Speaker
Description
The high-power driver beams of future accelerator facilities pose thermomechanical challenges for the design of beam intercepting components that need to dissipate increased power densities and sustain higher radiation damage levels. Additionally, target components and adjacent materials will also suffer from high fluxes of ionizing radiation, often degrading critical mechanical properties. In RIB facilities, new target stations will need to use novel designs and materials in order to enhance yields and exploit the increased isotope production rates from high-power driver beams. Usually, no experimental data is available for the evolution of material properties in these conditions. In this context, the use of parasitic irradiations in already existing RIB facilities, as well as future high-power facilities offer a relevant and efficient test methodology.
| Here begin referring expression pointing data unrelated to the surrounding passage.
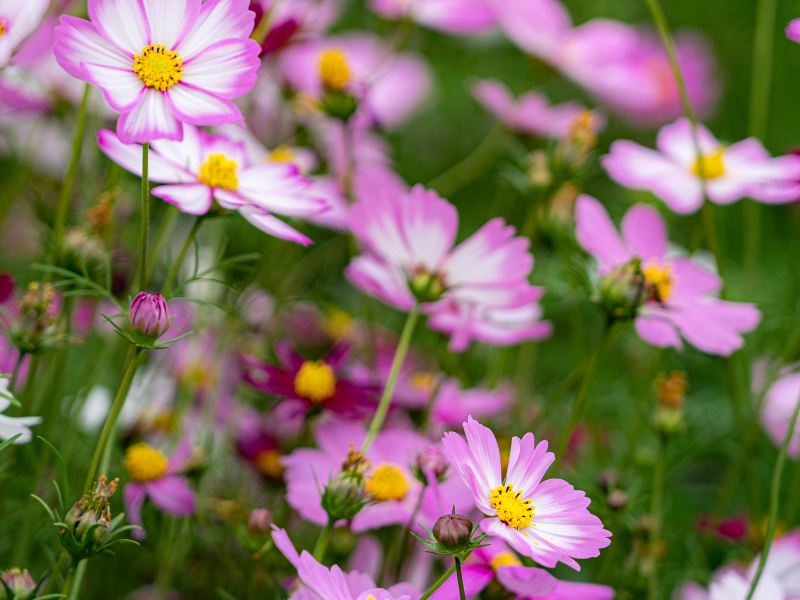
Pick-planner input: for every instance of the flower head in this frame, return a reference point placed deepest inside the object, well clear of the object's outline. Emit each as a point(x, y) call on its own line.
point(674, 296)
point(545, 519)
point(163, 63)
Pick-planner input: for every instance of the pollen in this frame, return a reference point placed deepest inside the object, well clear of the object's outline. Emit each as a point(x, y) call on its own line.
point(219, 172)
point(270, 464)
point(504, 559)
point(658, 281)
point(334, 72)
point(713, 164)
point(145, 463)
point(387, 482)
point(158, 67)
point(315, 381)
point(512, 508)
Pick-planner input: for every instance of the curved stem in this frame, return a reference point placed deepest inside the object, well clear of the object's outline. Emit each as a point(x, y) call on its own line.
point(133, 361)
point(144, 233)
point(62, 209)
point(391, 383)
point(774, 498)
TRIUMF’s main cyclotron delivers 480 MeV, ≤ 100 μA proton beams (6.25 x 1014 protons/second) to the Isotope Separator and Accelerator facility (ISAC) for the production and delivery of RIBs by the ISOL method. The RIB targets have a total stopping power of only 50-80 MeV resulting in a residual high-power proton beam downstream of the target. A material sample irradiation setup has been developed and commissioned to parasitically irradiate material candidates for proton beam windows, as well as de-novo design material candidates for enhanced resilience to radiation damage, while another setup off beam is used to irradiate vacuum seals and polymeric materials for future ARIEL targets and other high-power accelerator applications.
The commissioning methodology and the experience gained with the irradiation and manipulation of parasitic attachments at ISAC will be presented together with collected results this far.